Haziq Zikri

Personal information
- Full name: Haziq Zikri bin Elias
- Date of birth: 5 April 1991 (age 33)
- Place of birth: Kuala Lumpur, Malaysia
- Height: 1.79 m (5 ft 10+1⁄2 in)
- Position(s): Striker

Senior career*
- Years: Team / Apps / (Gls)
- 2009: Harimau Muda
- 2010: Harimau Muda B
- 2011: Harimau Muda A
- July 2011 – Oct 2011: → Selangor FA (loan)

= Haziq Zikri Elias =

Malaysian footballer

Haziq Zikri (born 5 April 1991 in Kuala Lumpur) is a Malaysian footballer.

He recently played for Harimau Muda A in the Malaysia Super League.

==Career==
Haziq is Malaysian-born but raised in the United Kingdom. He was noticed by the Football Association of Malaysia in November 2008, and recruited to join the Football Association of Malaysia. The association gave Haziq a contract to play for the newly created, Harimau Muda that was set to join the 2009 Premier League season.

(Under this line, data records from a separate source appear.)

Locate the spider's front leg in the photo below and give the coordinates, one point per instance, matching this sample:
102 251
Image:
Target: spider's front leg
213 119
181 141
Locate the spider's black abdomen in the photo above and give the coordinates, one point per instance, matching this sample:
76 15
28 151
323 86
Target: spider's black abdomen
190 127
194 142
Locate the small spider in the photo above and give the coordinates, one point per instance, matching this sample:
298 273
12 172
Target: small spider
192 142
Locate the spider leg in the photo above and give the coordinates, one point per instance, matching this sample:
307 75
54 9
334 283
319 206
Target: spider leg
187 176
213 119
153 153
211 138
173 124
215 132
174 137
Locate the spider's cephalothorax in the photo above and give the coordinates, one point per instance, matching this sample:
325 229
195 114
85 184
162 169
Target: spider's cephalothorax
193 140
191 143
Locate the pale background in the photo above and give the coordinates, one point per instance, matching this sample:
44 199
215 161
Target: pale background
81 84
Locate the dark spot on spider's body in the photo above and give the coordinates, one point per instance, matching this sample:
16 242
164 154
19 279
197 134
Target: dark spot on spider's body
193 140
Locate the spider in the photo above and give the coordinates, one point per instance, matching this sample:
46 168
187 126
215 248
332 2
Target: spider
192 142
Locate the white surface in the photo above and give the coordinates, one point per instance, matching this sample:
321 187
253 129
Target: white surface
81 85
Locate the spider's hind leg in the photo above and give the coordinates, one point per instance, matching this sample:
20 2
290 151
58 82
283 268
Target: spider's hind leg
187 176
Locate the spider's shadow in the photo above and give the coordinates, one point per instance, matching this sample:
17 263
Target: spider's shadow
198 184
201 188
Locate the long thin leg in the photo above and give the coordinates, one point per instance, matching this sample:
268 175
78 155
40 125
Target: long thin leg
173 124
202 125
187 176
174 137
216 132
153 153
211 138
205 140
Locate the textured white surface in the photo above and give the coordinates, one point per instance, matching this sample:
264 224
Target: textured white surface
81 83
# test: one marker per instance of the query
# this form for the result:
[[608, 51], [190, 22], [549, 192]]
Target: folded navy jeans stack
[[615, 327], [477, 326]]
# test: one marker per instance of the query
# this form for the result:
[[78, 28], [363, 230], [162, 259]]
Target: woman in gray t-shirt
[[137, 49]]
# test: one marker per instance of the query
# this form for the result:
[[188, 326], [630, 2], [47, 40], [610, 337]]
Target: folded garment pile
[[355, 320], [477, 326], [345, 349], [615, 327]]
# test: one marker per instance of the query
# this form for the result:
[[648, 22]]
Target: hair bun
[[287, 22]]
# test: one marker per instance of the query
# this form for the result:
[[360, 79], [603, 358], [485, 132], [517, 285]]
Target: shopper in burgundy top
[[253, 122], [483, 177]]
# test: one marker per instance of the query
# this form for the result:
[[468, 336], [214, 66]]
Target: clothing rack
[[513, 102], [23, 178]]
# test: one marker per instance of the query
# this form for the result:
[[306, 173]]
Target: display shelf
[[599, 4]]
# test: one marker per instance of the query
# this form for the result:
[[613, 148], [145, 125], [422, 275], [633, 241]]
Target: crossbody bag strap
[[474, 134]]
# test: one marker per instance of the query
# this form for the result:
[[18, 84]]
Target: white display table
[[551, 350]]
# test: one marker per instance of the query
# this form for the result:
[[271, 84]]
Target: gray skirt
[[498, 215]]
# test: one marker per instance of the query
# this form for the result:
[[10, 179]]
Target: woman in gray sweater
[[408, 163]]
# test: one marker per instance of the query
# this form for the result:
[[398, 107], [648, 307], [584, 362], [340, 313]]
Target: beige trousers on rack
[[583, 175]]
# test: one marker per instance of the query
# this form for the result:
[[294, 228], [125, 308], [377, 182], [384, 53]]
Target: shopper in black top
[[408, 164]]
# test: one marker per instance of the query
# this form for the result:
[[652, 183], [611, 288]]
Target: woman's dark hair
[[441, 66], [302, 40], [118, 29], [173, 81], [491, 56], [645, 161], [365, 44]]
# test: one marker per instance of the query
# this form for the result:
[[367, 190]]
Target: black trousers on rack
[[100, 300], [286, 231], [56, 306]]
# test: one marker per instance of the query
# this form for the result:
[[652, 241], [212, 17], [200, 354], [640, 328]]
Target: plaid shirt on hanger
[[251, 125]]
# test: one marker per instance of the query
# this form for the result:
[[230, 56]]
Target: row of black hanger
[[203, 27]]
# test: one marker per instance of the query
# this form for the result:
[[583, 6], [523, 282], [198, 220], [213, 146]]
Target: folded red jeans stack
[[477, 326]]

Haziq was officially part of the Harimau Muda squad in 2009. Haziq later joined the Malaysia national under-19 team for the 2010 AFC U-19 Championship qualification. Harimau Muda later won the 2009 Premier League Malaysia.

After Harimau Muda was split into two teams and Haziq was chosen to play for the Harimau Muda A team. He left Harimau Muda A in July 2011 to join the former champions, Selangor FA alongside 3 others Harimau Muda players. Haziq will join Selangor on a loan for the Malaysia Cup.

Currently he is in United Kingdom to further his studies at the Hartpury College.